Worth over a staggering $500m, the beauty industry is taking the world by storm. With makeup tutorials stacking up billions of views on YouTube every year, it’s no surprise that the industry continues to soar. But is the beauty industry, in particular makeup, changing our concept of beauty?
With filtered images of flawless skin and sculptured advertised everywhere we go, it’s understandable why someone without the “perfect” skin and chiselled cheekbones may not feel beautiful. As a young woman who has grown up surrounded by the phenomenon of makeup, I have experienced both the positive and negative. In this article, I will discuss my own journey with makeup and how I believe it may be impacting younger people.
My journey with makeup
Growing up, I was always fascinated with makeup and having watched my mum in the mirror, I always perceived it to be extremely glamorous. The first time I began wearing makeup, I was about 12. During this time, I had just started puberty so being able to wear makeup and feel better about myself was a comforting feeling. However, this comforting feeling soon became a necessity as I began to feel uncomfortable in my own skin.

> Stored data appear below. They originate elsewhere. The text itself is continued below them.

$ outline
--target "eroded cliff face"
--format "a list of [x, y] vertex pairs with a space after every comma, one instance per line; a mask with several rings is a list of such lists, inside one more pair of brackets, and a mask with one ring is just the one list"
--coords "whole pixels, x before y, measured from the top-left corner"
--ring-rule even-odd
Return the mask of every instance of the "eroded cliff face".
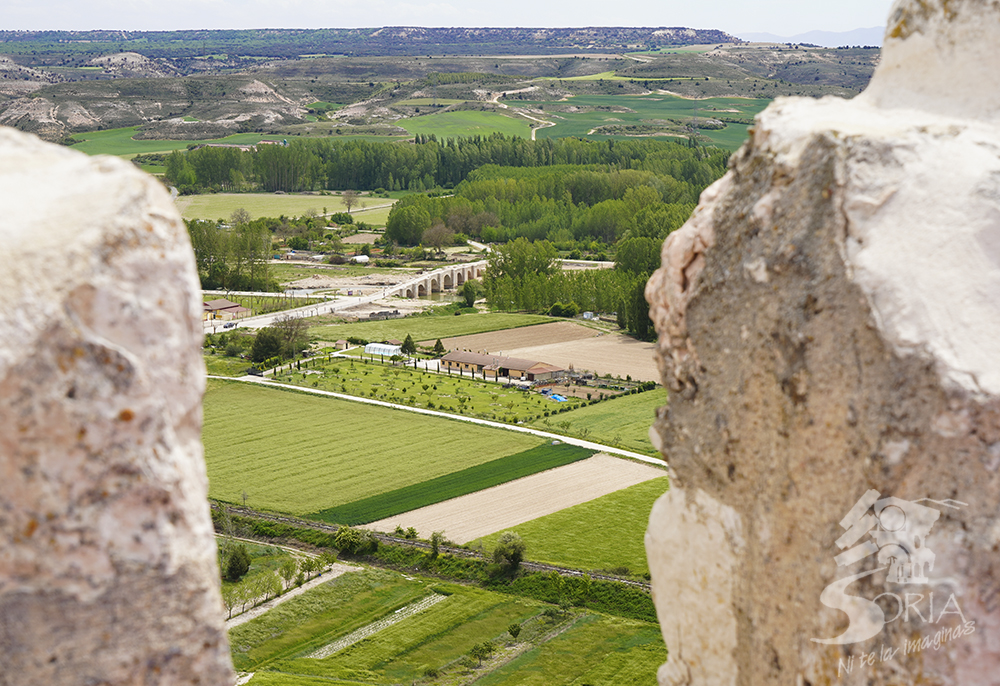
[[1000, 679], [1000, 112], [920, 71], [975, 100], [940, 75], [995, 64], [1000, 3], [892, 17], [870, 90], [772, 104], [647, 288], [661, 684]]
[[184, 226], [121, 160], [0, 159], [0, 684], [230, 684]]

Throughout my teenage years, I suffered from hormonal breakouts. I began noticing changes in my body that I wasn’t used to. As a self-conscious teenager, who was obsessed with trying to fit in, I soon started to rely on makeup every single day. I liked how makeup made me feel, it gave me confidence when I wasn’t feeling great. As for a girl who had just discovered the fascination with boys, I also couldn’t hide that I liked the extra attention I got.
Before long, I began to recognise myself more with makeup on than I did without. I had become so dependent on foundation that when I took it off, I felt like an entirely different person that couldn’t do the same things I could without it. The idea of leaving my house without makeup when I had acne breakouts was hell, and I would hide my face with hoodies if I ever had to. But this wasn’t helping my skin, the build-up of layering makeup was making my skin worse so I would end up wearing more makeup to cover it and so on and so forth. I felt like I was trapped in a vicious circle, and I became incredibly self-conscious.
I hated how I felt, but equally, I hated how I looked without makeup also. I didn’t know what to do. After confiding in my mum, she decided we should go and speak to a dermatologist to see if there is anything that would help my skin. The dermatologist was incredibly understanding and recommended a skin routine; however, she did also say that I needed to let my skin breathe. Initially, I was apprehensive to the idea, but I wanted to break the cycle once and for good.
After a few weeks of using my skin routine and letting my face breathe, my skin began to improve. I started to become comfortable in my skin again and makeup no longer felt like a chore. My self-confidence grew, and I no longer felt reliant on foundation to make me feel good about myself.
Since then, my passion for makeup has grown over the years, and I now love to express myself with bright eyeshadows, vivid lips and a sharp winged liner. However, as I have developed, the love I have for myself has undoubtedly grown too. I have learnt that how I look doesn’t define me, and it is what I offer the world that makes me a better person. Thankfully, I don’t depend on makeup anymore, and I am the same person with or without it. I am happy with my relationship with makeup. Still, in today’s world, I can’t help but wonder the impact makeup is having on young teenage girls.
The effects of social media
In society, it seems that media’s perception of beauty in women is the flawless, slim Instagram models we see online. Although I believe a woman should express themselves, however, they want, and beauty is whatever we define it to be, I question whether the pressure on this predominant idea of beauty is making young people who do not look like this feel inadequate. It seems that photographs of both men and women with makeup and filters are praised more on social media than those without based on the number of likes they receive.
When comparing how I felt as a teenager to the portrayal of makeup nowadays, I am thankful that I grew up when I did. I say this because I already felt so much pressure to fit in at that time. If I had been exposed to social media back then I can’t begin to imagine the damaging effects this may have had on my own self-image. Having access to videos that show the ‘power of makeup’ would have felt like a blessing to me at a young age when I felt so many insecurities about how I look.
Additionally, seeing the dramatic transformations makeup can create makes me reflect the time I did not recognise myself without makeup. Although I was able to cover my spots and make my eyelashes a lot clumpier, my face didn’t actually change that much. However, today with the aid of filters, face tune, and better make up techniques, you can totally transform yourself into another person. Truth be told, I love watching a transformation and if that’s how someone wants to express themselves then who I am to judge? But I can’t begin to imagine the pressure some of these adaptations may be having on younger generations and how they look at themselves.
To me, makeup is a part of self-expression and if you choose to wear it then flaunt it however you please. The problem I begin to have with makeup is when it makes me people feel unhappy with the face they were born with. We as humans are all beautiful, and I think there needs to be more coverage on journeys to self-love. Accepting ourselves for who we are and loving our imperfections with or without makeup is a lesson we need to be teaching younger people. Finally, I believe topics like body dysmorphia and mental health need to be spoken about more rather than the bombardment of ways to improve yourself that we so often see.